Melihat tampilan pertama di media Google ternyata tanggal 8 Maret digaungkan sebagai hari Perempuan Internasional, langsung tertuju pada kata-kata emansipasi wanita. Ini mengingatkan saya saat istri saya dulu sebelum menikah dengan saya (saat taaruf pertama kali) menanyakan bagaimana dengan pekerjaannya setelah menikah nanti? Apakah dia harus meninggalkan pekerjaannya atau tetap boleh bekerja. Saat itu saya hanya mengatakan bagaimana dengan pekerjaan setelah menikah adalah tidak menjadi masalah dan bisa dikomunikasikan setelah kita berumah tangga nanti.
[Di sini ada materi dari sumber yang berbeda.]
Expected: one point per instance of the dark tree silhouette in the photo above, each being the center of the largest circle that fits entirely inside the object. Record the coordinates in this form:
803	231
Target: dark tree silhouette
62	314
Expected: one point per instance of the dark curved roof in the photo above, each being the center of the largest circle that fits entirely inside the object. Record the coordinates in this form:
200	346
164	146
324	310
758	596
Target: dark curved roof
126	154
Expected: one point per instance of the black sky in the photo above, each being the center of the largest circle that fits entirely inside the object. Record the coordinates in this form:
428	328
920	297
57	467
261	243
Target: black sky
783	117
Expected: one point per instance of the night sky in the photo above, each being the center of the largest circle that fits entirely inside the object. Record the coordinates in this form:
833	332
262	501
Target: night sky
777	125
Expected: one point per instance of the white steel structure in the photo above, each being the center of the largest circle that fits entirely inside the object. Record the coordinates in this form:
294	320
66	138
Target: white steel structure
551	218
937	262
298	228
Saat ini terkadang masih menjadi pertanyaan dalam diri para wanita muslim bagaimana sikap mereka sebenarnya terhadap pekerjaan. Apakah mereka tidak dibolehkan ikut sebagaimana yang dilakukan oleh para laki-laki. Apakah ada pembedaan antara hak-hak laki-laki dan wanita.
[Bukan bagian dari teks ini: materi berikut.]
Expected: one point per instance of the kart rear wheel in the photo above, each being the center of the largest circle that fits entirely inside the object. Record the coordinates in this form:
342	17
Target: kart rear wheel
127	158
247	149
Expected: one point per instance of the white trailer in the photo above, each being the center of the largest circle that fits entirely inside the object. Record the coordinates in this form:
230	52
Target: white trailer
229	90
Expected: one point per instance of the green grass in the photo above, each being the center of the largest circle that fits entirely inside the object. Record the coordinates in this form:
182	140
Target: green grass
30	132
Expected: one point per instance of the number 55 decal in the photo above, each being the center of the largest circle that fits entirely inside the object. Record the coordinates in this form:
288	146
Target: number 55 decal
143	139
Adakah batasan-batasan menurut syariah terhadap apa yang diperbolehkan dan apa yang tidak boleh dlakukan seorang wanita muslimah terkait dengan pekerjaannya. Banyak pandangan negative dan menyudutkan tentang bagaimana Islam memperlakukan wanita. Dan secara tidak langsung hal-hal semacam ini juga merugikan tidak hanya Islam sebagai agama Rahmatan lil ‘alamin juga kepada optimalisasi aktivitas kaum wanita muslimah di kancah dunia.
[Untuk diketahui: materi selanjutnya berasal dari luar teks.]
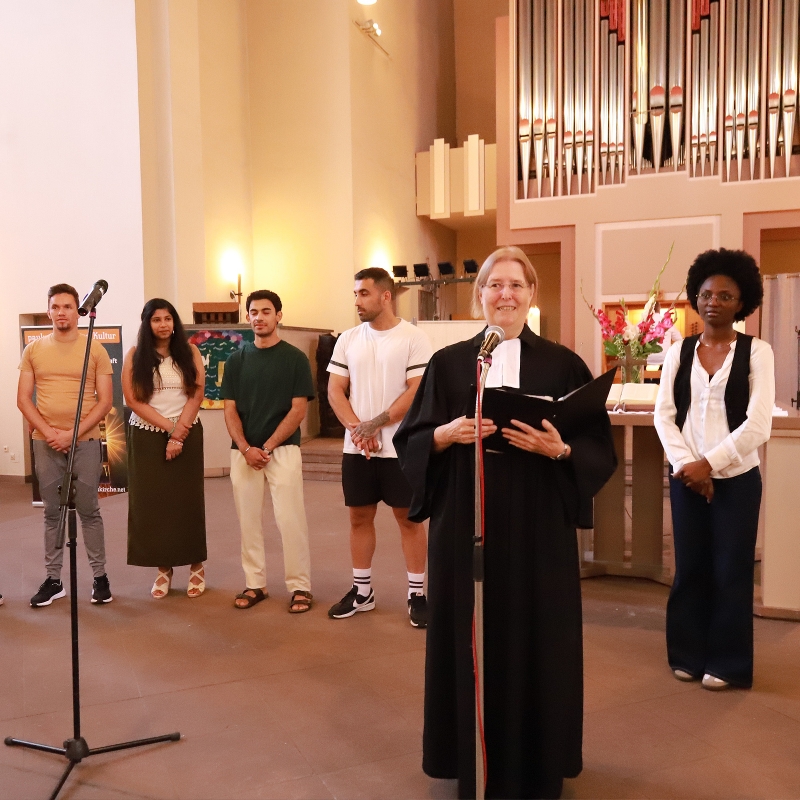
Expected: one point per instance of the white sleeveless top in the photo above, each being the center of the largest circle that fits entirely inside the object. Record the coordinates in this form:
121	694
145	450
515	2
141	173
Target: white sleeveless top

Berikut beberapa artikel yang saya sadur dalam tulisannya ulama salafiyah Dr. Yusuf Qardhawi dalam buku beliau tentang Fatwa-Fatwa Kontemporer oleh Gema Insani Press. Setidaknya ada tiga hal yang harus digarisbawahi tentang syarat wanita-wanita muslimah apabila ingin menjadi seorang wanita karier, yaitu bagaimana tentang pekerjaaannya apakah syariah atau tidak, terkait adab seorang wanita muslimah, dan yang terpenting adalah bagaimana tugas dan kewajiban utama seorang wanita muslimah yang harus terpenuhi.

Dari penjelasan awalnya, beliau Ust. Qadhawi menyatakan bahwa wanita  adalah  manusia  juga  sebagaimana laki-laki. Wanita merupakan bagian  dari  laki-laki  dan  laki-laki  merupakan bagian dari wanita, sebagaimana dikatakan Al-Qur'an:

"...  sebagian  kamu  adalah turunan dari sebagian yang lain ..." (Ali Imran: 195}
                    
Manusia merupakan  makhluk  hidup  yang  diantara  tabiatnya ialah berpikir dan bekerja (melakukan aktivitas). Jika tidak demikian, maka bukanlah dia manusia.

Sesungguhnya Allah Ta'ala  menjadikan  manusia  agar  mereka beramal, bahkan Dia tidak menciptakan mereka melainkan untuk menguji siapa diantara mereka yang  paling  baik  amalannya. Oleh   karena   itu,   wanita  diberi  tugas  untuk  beramal sebagaimana laki-laki - dan  dengan  amal  yang  lebih  baik
secara  khusus  - untuk memperoleh pahala dari Allah Azza wa Jalla sebagaimana laki-laki. Allah SWT berfirman:

"Maka  Tuhan  mereka  memperkenankan  permohonannya  (dengan berfirman),  'Sesungguhnya  Aku  tidak  menyia-nyiakan  amal orang-orang  yang  beramal  diantara  kamu,  baik  laki-laki maupun perempuan..." (Ali Imran: 195)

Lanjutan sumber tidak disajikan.